14Schließlich stellt die Beschwerde auch das Vorliegen eines Anordnungsgrundes - hier unter den erschwerenden Voraussetzungen einer teilweisen Vorwegnahme der Hauptsache - nicht substanziiert in Frage. Dass für den Antragsteller Rechtschutz in der Hauptsache höchstwahrscheinlich wegen drohenden Zeitablaufs zu spät kommen wird und deshalb nicht mehr effektiv sein kann, liegt hier zumindest nahe. Darüber hinaus hat das Verwaltungsgericht konkret darauf abgehoben, dass dem Antragsteller ohne den begehrten vorläufigen Rechtsschutz schwere, unzumutbare Nachteile in gesundheitlicher Hinsicht drohten. Unter Bezugnahme auf ein ärztliches Attest hat es auf das vielschichtige und komplizierte Krankheitsbild des Antragstellers hingewiesen, bei dem unter erneuter Belastung mit wiederauftretenden, therapeutisch schwer zu beeinflussenden Entzündungsschüben zu rechnen sei. Dem ist die Antragsgegnerin mit der Beschwerde nicht substanziiert entgegengetreten. Sie hat vielmehr lediglich ganz allgemein darauf hingewiesen, dass dem Antragsteller nach ihrer Bewertung keine schwerwiegenden Nachteile durch die Ausübung des Dienstes in der Dienststelle entstünden und Einschränkungen oder Beeinträchtigungen in den letzten Monaten auch nicht bekannt geworden seien. Betreffend das vom Antragsteller im Zuge des Verfahrens mehrfach sehr lebensnah geschilderten Problem der Suche nach einer freien Toilette" hat die Antragsgegnerin die Darstellung des Antragstellers nicht entkräften können, sondern im Beschwerderechtszug nur auf ihr bisheriges Vorbringen verwiesen.

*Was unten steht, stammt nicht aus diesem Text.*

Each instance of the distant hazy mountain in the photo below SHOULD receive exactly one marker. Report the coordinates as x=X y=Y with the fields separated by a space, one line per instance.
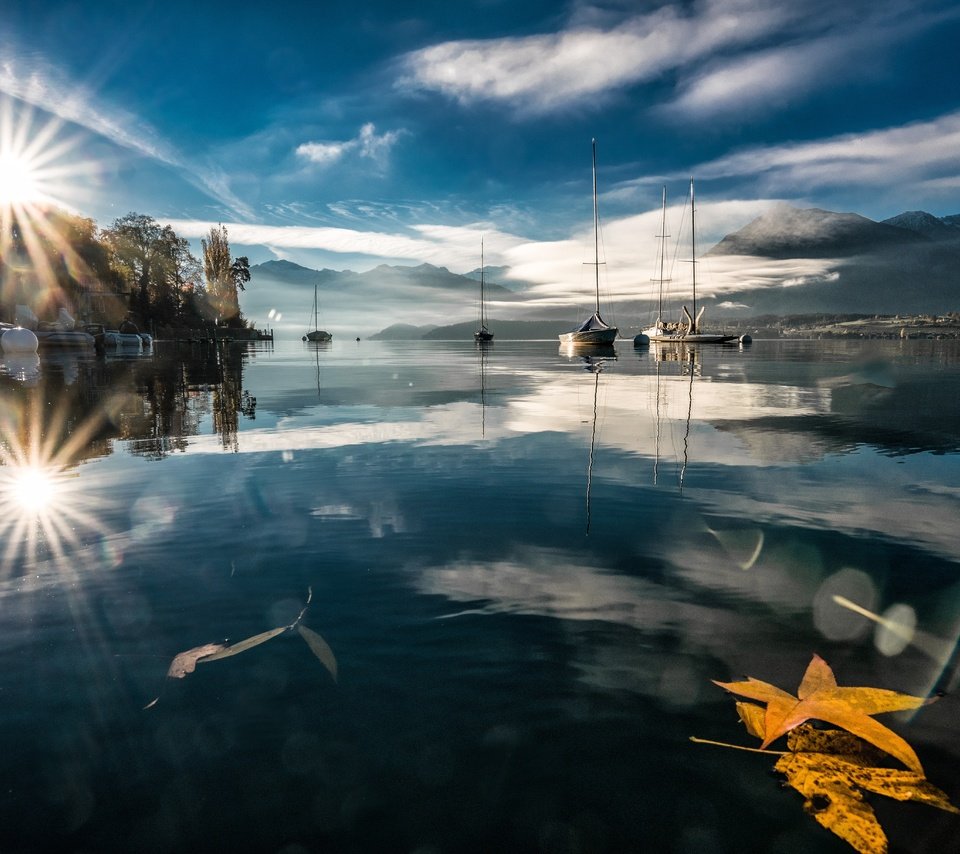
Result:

Die nachvollziehbaren Probleme des Antragstellers auf dem Weg zur und von der Arbeitsstätte sind im Übrigen gar nicht mehr angesprochen worden. Soweit die Antragsgegnerin auf die Kosten des Austauschs bzw. der Neueinrichtung eines Telearbeitsplatzes eingeht, fehlt es zum einen an einer näheren Spezifizierung dieser Kosten, welche sich im Übrigen, da beim Antragssteller in der vorangegangenen Bewilligungsperiode bereits zu Hause ein Telearbeitsplatz eingerichtet worden war, in der (Wieder-)Zurverfügungstellung der benötigten Geräte erschöpfen dürften. Zum anderen haben derartige rein finanzielle Erwägungen in aller Regel hinter einer konkreten gesundheitlichen Gefahr, wie sie das Verwaltungsgericht hier angenommen hat, zurückzustehen.
15Die Kostenentscheidung folgt aus § 154 Abs. 2 VwGO, die Streitwertfestsetzung aus §§ 53 Abs. 3 Nr. 1, 52 Abs. 1 und 2, 47 Abs. 1 GKG.